Não somente nos Estados Unidos, o atual cenário da pandemia da Covid-19 acabou por forçar readaptações necessárias nas esferas política e econômica e, consequentemente, potencializou a ebulição de problemáticas sociais já presentes em diversas nações. A retomada do movimento do Black Lives Matter e a subsequente repressão policial aos protestos que assolaram o país são exemplos no caso norte-americano. No mesmo contexto, as campanhas eleitorais no país, mesmo que com algumas adaptações, ainda seguem seu ritmo. Logo, a realização da Convenção do Partido Democrata não seria diferente.

Realizada desde 1832, a convenção tem como objetivo principal nomear os candidatos oficiais à presidência e vice-presidência do partido nas eleições nacionais, marcando o fim da etapa das eleições primárias. Além disso, serve como uma forma de lançar uma plataforma oficial e do partido e de unificá-lo junto de seus membros e base.
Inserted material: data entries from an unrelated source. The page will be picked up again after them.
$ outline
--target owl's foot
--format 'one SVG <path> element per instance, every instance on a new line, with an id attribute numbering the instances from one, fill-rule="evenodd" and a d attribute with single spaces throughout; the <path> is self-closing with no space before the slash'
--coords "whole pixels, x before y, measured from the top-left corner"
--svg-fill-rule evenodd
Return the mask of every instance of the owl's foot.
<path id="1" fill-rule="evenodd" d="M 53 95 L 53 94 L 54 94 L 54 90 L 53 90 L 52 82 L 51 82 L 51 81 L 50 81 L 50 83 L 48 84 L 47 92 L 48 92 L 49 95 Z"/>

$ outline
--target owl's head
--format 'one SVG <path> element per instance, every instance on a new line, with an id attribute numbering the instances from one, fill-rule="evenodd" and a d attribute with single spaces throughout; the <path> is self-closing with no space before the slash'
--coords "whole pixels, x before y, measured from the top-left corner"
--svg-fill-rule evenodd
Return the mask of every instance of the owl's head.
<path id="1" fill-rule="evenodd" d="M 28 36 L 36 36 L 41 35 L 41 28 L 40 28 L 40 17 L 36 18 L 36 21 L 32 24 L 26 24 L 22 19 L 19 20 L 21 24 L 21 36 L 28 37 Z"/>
No cenário atual de divisões dentro das próprias siglas e de um descontentamento de uma parcela de eleitores democratas, a convenção, mesmo perante um cenário de pandemia, foi realizada em um formato virtual – o que pode se provar altamente benéfico para a imagem do partido.

Um “novo” Biden

Além de oficializar a candidatura de Joe Biden para o Partido Democrata, o DNC (Democratic National Convention) de 2020 buscou reformular a imagem de Biden com a parcela mais progressista e jovem de eleitores democratas. Com seu envolvimento em falas polêmicas e muitas vezes desconexas, o Partido Democrata havia adotado uma estratégia de buscar preservar a imagem de Biden o máximo possível, evitando uma alta exposição. Além disso, sua carreira no partido e posicionamentos em temas sociais acabaram por lhe garantir a imagem de um dos democratas mais conservadores. Somada a escolha da senadora Kamala Harris como vice-presidente na chapa democrata, a convenção buscou unir as alas mais progressistas e tradicionais da sigla frente à figura de Biden.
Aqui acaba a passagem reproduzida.